Les Bouddhistes le savent quand ils invitent à prendre conscience que toute existence est mortelle. Oui, nous recevons les deux en même temps. Qui engendre un enfant te prodigue. Montaigne le dit fort bien : «  Mais tu ne meurs pas de ce que tu es malade, tu meurs de ce que tu es vivant. La mort te tue bien sans le secours de la maladie. ». Qu’il est ardu d’admettre cette banalité. ? Pourquoi ai-je l’impression d’arracher les joies et les plaisirs éphémères à tes griffes si le combat est perdu d’avance ? Hier au soir j’ai partagé un repas avec des proches. Goûtant les mille dons de l’amitié, je ressentais une profonde allégresse. […]Lorsque je me suis couché, j’ai songé que je ne vivrais plus ce moment de grâce. Tu me l’avais déjà ravi. Même si je réinvitais mes amis pour tenter de reconstruire la fête à l’identique, je ne réinventerais pas cette soirée. La rencontre de la veille est morte, elle appartient au souvenir, au passé. Et je ne quitte pas la finitude. Jamais je ne pourrai revivre les heures passées, jamais.

Chaque jour je laisse derrière moi un peu de ma vie, l’homme de la semaine dernière n’est plus. Bien sûr ma mémoire conserve mon identité et ma personnalité demeure, mais à chaque instant je meurs à quelque chose, je meurs à un état, pour devenir quelqu’un d’autre. Changer c’est mourir, perdre et trouver. Naturellement mes fantasmes voudraient figer la réalité, enfermer le bonheur, le soustraire à ton emprise. Mais ton intransigeance m’oblige, pour ne plus passer à côté de l’essentiel, à oser un état d’esprit qui sache composer avec toi. […] Lorsque j’obverse autour de moi, je note que la comédie humaine, la philosophie, les Hommes dessinent toutes sortes de postures pour essayer de se faire à l’idée.

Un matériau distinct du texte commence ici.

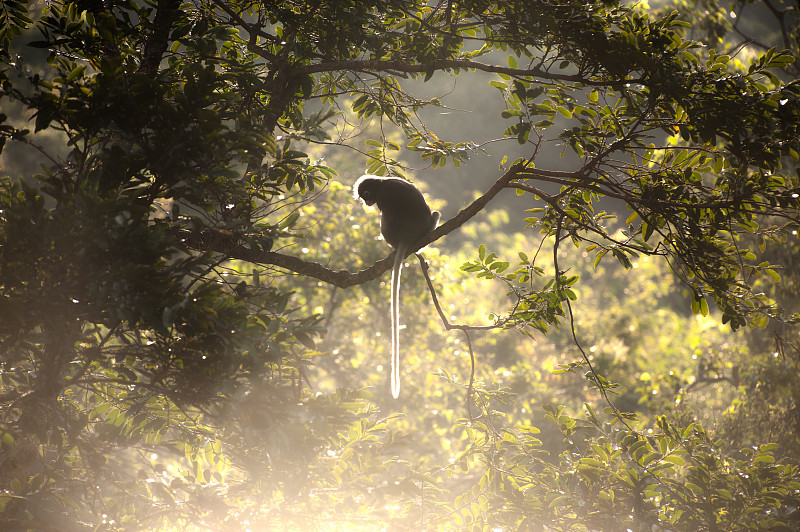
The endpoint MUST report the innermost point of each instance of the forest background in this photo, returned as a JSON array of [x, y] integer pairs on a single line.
[[194, 310]]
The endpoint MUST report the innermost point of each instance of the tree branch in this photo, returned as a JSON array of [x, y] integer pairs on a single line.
[[213, 240]]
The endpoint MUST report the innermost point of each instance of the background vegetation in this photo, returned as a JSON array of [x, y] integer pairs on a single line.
[[194, 311]]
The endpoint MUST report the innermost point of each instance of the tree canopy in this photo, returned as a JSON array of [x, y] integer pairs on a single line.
[[193, 309]]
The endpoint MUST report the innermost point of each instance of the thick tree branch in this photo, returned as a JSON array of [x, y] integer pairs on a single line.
[[209, 240], [396, 65], [156, 43]]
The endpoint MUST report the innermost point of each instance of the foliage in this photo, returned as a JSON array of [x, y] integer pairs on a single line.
[[183, 345]]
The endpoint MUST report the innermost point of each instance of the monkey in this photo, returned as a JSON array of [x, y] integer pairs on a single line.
[[405, 219]]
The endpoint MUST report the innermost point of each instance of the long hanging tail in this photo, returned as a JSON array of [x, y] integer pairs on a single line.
[[396, 270]]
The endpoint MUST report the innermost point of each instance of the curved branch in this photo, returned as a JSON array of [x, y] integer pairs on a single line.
[[396, 65], [209, 240]]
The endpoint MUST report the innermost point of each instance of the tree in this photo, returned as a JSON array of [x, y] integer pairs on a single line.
[[161, 329]]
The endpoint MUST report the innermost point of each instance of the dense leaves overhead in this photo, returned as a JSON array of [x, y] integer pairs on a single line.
[[177, 349]]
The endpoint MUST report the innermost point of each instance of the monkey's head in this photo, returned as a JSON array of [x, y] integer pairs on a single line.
[[365, 189]]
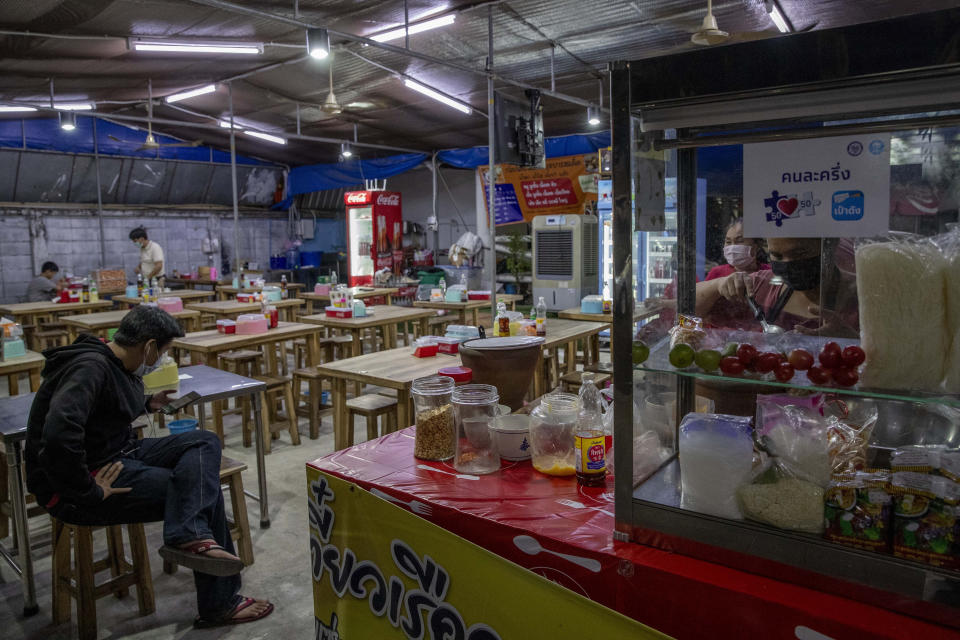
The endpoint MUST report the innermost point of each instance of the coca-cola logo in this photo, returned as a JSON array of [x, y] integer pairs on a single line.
[[357, 197]]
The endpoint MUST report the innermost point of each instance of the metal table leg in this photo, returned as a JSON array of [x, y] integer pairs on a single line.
[[261, 463], [19, 503]]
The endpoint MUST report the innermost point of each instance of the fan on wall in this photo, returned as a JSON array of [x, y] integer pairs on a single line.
[[151, 143]]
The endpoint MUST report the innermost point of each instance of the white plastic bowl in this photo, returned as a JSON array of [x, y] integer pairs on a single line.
[[512, 434]]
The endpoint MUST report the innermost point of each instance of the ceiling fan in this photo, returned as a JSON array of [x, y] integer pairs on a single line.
[[151, 144]]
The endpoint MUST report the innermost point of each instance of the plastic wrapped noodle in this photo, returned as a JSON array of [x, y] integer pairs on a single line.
[[903, 320]]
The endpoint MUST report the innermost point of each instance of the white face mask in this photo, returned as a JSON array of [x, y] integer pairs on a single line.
[[740, 256], [146, 369]]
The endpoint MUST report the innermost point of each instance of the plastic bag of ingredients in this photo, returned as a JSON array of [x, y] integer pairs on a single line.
[[949, 245], [901, 286], [716, 457], [926, 518], [783, 501], [858, 510]]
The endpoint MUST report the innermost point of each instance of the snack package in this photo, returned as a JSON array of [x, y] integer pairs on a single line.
[[858, 510], [926, 518], [688, 330]]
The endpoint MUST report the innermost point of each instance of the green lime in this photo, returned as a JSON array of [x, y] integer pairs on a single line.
[[708, 360], [640, 352], [729, 349], [682, 355]]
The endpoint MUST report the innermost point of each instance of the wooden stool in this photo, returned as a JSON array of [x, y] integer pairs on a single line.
[[231, 479], [309, 407], [572, 381], [371, 406], [50, 338], [278, 390], [78, 579]]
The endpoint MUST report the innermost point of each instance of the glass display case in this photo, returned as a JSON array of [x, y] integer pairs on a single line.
[[798, 415]]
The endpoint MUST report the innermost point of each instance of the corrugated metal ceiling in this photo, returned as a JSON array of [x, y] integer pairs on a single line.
[[376, 101]]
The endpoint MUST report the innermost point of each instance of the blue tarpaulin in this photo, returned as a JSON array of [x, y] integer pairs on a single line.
[[558, 147], [112, 139]]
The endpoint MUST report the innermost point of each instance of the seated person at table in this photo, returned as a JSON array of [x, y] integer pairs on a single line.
[[792, 295], [44, 287], [87, 468]]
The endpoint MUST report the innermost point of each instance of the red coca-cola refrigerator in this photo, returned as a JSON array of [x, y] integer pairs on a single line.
[[374, 234]]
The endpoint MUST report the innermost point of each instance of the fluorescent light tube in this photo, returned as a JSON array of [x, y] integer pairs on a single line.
[[426, 25], [778, 19], [267, 137], [189, 47], [184, 95], [436, 95]]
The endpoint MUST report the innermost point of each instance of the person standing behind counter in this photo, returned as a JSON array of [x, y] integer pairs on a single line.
[[151, 256], [43, 288]]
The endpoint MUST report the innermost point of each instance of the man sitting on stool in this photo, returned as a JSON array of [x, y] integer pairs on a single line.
[[80, 445]]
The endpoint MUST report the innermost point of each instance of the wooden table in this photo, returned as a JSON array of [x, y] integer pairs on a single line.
[[640, 312], [510, 299], [100, 323], [225, 291], [461, 308], [386, 316], [358, 294], [208, 345], [394, 369], [186, 295], [231, 308], [191, 283], [31, 362]]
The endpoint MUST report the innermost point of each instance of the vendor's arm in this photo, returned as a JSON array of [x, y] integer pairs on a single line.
[[61, 453]]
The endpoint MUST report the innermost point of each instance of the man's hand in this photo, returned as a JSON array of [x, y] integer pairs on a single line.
[[736, 286], [107, 476], [161, 399]]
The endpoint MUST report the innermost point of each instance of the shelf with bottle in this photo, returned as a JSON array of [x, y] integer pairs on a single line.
[[659, 361]]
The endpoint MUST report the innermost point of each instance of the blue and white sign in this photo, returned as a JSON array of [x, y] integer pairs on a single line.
[[822, 188]]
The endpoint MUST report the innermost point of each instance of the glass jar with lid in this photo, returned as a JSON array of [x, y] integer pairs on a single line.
[[475, 407], [435, 437], [553, 424]]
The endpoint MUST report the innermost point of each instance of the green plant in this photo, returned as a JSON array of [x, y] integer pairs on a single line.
[[518, 264]]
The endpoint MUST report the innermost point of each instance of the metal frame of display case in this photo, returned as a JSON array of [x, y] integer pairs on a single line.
[[777, 89]]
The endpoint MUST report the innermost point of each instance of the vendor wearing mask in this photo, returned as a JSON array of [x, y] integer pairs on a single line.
[[151, 256], [86, 467], [793, 295]]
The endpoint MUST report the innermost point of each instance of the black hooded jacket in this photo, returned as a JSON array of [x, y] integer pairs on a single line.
[[80, 420]]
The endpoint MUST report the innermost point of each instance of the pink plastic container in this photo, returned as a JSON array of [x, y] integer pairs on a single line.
[[251, 323], [170, 305]]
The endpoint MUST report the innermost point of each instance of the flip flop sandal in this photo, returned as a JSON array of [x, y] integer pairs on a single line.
[[200, 623], [194, 557]]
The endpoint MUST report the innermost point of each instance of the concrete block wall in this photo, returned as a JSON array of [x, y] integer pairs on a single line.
[[71, 238]]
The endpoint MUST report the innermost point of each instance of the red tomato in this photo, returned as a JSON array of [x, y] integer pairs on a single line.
[[767, 362], [731, 366], [845, 376], [818, 375], [853, 356], [831, 357], [800, 359], [747, 353], [784, 372]]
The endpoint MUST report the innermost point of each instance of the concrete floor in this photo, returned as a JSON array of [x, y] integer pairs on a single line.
[[280, 571]]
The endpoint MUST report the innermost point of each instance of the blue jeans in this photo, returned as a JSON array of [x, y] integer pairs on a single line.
[[175, 479]]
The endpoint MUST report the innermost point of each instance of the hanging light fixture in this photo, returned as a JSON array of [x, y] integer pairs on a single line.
[[318, 43], [68, 120]]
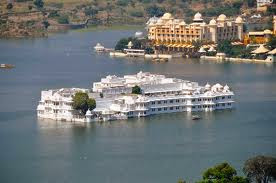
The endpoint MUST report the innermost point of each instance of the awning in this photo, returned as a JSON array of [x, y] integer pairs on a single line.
[[273, 52], [260, 50]]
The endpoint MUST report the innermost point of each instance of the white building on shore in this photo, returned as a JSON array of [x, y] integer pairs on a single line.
[[159, 95]]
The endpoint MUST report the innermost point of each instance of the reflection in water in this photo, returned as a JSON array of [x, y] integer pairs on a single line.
[[158, 148]]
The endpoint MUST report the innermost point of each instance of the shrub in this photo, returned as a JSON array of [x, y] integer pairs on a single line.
[[56, 5], [9, 6], [90, 11], [19, 1], [122, 2], [53, 14], [136, 90], [39, 3], [82, 102], [155, 11], [63, 19], [136, 14], [149, 50]]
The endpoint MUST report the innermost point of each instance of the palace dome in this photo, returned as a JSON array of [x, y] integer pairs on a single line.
[[222, 17], [182, 22], [198, 17], [267, 31], [207, 86], [226, 88], [88, 113], [239, 20], [213, 22], [167, 16]]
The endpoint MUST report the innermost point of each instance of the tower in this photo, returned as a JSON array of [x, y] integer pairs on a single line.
[[213, 30], [239, 23]]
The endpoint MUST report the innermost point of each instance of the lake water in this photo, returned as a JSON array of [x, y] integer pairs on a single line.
[[159, 149]]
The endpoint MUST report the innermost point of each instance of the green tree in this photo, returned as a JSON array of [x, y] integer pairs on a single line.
[[121, 44], [226, 47], [91, 103], [63, 19], [222, 173], [155, 11], [181, 181], [9, 6], [39, 3], [82, 102], [149, 50], [261, 169], [197, 44], [136, 90], [272, 42], [46, 24]]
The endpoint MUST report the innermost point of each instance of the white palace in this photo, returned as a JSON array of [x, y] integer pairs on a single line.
[[159, 95]]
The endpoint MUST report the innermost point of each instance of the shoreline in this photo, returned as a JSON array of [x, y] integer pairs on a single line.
[[90, 28]]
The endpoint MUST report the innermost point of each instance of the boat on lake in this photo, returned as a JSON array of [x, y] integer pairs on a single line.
[[196, 117], [6, 66], [99, 48]]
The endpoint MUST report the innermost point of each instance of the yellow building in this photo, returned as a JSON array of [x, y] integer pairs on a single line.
[[260, 37], [274, 24], [175, 33]]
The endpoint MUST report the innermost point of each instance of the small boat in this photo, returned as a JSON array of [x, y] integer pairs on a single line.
[[160, 60], [196, 117], [99, 48], [6, 66]]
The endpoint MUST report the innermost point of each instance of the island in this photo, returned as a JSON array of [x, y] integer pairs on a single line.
[[138, 95]]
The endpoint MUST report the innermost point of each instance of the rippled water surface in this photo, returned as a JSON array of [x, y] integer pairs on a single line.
[[155, 149]]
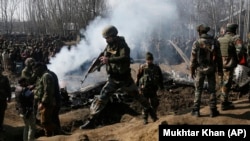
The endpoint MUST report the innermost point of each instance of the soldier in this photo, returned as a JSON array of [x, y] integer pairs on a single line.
[[25, 106], [149, 80], [5, 96], [231, 48], [117, 59], [45, 92], [205, 61], [27, 71], [57, 108]]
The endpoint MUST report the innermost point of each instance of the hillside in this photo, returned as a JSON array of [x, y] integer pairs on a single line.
[[174, 109]]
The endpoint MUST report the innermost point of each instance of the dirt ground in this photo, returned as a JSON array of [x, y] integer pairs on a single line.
[[123, 121]]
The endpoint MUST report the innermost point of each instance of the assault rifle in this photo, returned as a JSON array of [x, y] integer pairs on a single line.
[[96, 65]]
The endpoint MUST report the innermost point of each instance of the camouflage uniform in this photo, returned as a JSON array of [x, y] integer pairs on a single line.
[[5, 96], [205, 61], [117, 60], [27, 71], [149, 80], [45, 90], [231, 47]]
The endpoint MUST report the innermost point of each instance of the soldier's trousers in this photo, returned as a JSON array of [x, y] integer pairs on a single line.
[[199, 86], [227, 84], [111, 87], [3, 106], [46, 117]]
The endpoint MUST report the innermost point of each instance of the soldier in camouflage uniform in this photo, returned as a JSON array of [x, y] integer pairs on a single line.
[[45, 91], [27, 71], [231, 47], [205, 61], [117, 60], [149, 80]]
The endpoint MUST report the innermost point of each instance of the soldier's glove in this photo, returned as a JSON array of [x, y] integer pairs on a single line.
[[220, 75], [193, 75]]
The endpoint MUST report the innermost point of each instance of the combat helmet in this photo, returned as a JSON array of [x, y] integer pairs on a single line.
[[29, 62], [109, 31], [149, 56], [202, 28], [231, 27]]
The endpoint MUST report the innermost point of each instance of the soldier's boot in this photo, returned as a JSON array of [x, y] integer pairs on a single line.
[[153, 115], [214, 112], [88, 124], [145, 116], [227, 106], [195, 112]]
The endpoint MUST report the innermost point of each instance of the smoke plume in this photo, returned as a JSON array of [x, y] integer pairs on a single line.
[[136, 20]]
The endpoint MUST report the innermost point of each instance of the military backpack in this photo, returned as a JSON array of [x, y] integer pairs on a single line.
[[150, 78], [206, 54]]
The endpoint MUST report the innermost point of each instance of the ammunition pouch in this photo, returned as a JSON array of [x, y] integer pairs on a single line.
[[229, 62], [206, 69]]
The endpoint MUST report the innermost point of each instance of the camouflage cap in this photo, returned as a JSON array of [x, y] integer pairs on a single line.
[[29, 62], [203, 28], [149, 56], [231, 27], [109, 31]]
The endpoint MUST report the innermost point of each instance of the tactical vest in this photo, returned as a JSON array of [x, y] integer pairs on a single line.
[[206, 52], [150, 77], [228, 51]]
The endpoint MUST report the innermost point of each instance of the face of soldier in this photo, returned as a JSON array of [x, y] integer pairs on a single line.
[[109, 40], [38, 71], [148, 61]]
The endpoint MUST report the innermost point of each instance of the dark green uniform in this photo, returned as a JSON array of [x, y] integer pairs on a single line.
[[231, 48], [149, 80], [205, 61]]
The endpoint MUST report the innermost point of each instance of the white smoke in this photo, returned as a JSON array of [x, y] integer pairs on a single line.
[[134, 20]]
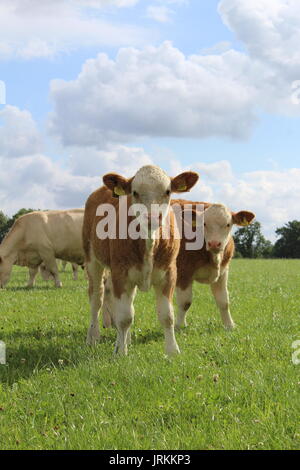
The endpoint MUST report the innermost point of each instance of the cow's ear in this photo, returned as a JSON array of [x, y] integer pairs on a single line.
[[184, 182], [242, 218], [119, 185]]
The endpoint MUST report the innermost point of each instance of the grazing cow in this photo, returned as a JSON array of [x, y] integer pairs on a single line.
[[47, 276], [40, 237], [134, 262], [209, 265]]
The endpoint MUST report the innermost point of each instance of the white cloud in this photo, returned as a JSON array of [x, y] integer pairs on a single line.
[[153, 92], [34, 28], [35, 180], [107, 3], [270, 31], [272, 195], [160, 13], [29, 178], [89, 161], [19, 135]]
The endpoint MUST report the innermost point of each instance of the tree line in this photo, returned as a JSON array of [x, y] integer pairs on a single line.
[[249, 241]]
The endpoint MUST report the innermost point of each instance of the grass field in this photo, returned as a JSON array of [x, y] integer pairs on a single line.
[[227, 390]]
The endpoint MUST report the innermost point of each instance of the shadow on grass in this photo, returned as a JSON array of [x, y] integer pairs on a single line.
[[44, 288], [29, 352]]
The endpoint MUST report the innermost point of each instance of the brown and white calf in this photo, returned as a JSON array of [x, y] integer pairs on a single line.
[[137, 262], [209, 265]]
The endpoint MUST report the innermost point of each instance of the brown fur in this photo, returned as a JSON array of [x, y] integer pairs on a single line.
[[189, 261], [121, 255]]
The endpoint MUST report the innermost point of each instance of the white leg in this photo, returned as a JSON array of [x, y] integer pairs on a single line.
[[75, 271], [51, 265], [184, 301], [107, 308], [95, 272], [220, 293], [166, 317], [123, 318], [32, 275]]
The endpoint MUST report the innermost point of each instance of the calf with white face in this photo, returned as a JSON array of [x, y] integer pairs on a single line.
[[134, 262], [210, 265]]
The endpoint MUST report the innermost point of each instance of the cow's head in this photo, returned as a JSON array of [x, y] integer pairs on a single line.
[[151, 186], [218, 222], [5, 271]]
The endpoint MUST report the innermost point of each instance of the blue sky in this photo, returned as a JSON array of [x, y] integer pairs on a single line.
[[216, 91]]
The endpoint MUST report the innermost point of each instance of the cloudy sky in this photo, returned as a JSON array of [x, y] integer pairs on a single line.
[[110, 85]]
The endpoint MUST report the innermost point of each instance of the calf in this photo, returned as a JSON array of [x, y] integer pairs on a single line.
[[134, 262], [209, 265], [42, 236]]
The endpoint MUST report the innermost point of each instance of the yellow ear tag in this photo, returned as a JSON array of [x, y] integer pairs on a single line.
[[119, 191], [244, 222]]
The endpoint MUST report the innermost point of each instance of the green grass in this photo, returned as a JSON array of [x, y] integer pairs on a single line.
[[227, 390]]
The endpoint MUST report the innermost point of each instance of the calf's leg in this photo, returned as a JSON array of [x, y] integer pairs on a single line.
[[51, 265], [123, 319], [165, 314], [220, 293], [184, 301], [95, 274], [32, 275], [75, 271]]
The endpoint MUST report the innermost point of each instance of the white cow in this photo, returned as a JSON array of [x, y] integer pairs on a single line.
[[41, 237]]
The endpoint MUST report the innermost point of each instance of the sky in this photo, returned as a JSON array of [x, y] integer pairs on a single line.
[[94, 86]]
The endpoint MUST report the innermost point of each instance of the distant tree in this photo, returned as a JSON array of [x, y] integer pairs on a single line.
[[3, 224], [288, 245], [8, 222], [250, 242]]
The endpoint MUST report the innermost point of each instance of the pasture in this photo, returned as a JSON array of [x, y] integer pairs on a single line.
[[227, 390]]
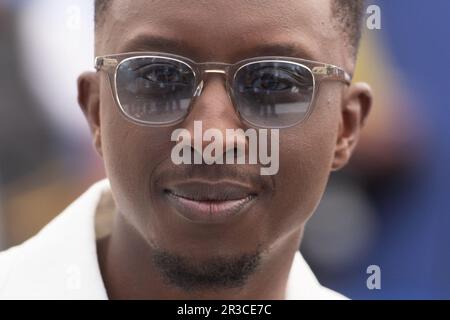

Je relève le divertissement pascalien qui plonge les mortels dans l’activité, les distractions, la fuite. Tout est bon pour abasourdir le plus petit signe de ta présence. Que ne ferions nous pas pour amasser le plus de plaisirs possibles ? Le douloureux face-à-face avec la finitude, la crainte de périr, portent à vivre sur le mode de la consommation. Maudite, tu nous pousse à multiplier les moments exaltants, à exploiter avec frénésie le temps qui nous est imparti pour ne pas en perdre la moindre miette. Tu vas rire ! J’ai assisté avec un léger dépit à l’ouverture des soldes. Les consommateurs se précipitaient dans la quête de leur bonheur.  […] Je t’imagine ricanant devant semblable spectacle. Vraiment tu dois te régaler de voir des mortels dilapider un bout de vie. En prétendant nous enrichir, nous passons à côté de l’existence. […] En amassant nous croyons nous comporter en  immortels, comme s’il s’agissait de faire des provisions pour plus tard. Pour ce plus tard je suis souvent mort à ce que, dans sa sobriété, me donne le réel. La crainte de la mort m’arrache déjà un peu à la vie. Je refuse que tu me dépouilles trop vite. Aussi, j’essaie désormais de ne plus me disperser, de cesser de constituer des réserves, pour être vivant ici et maintenant. […]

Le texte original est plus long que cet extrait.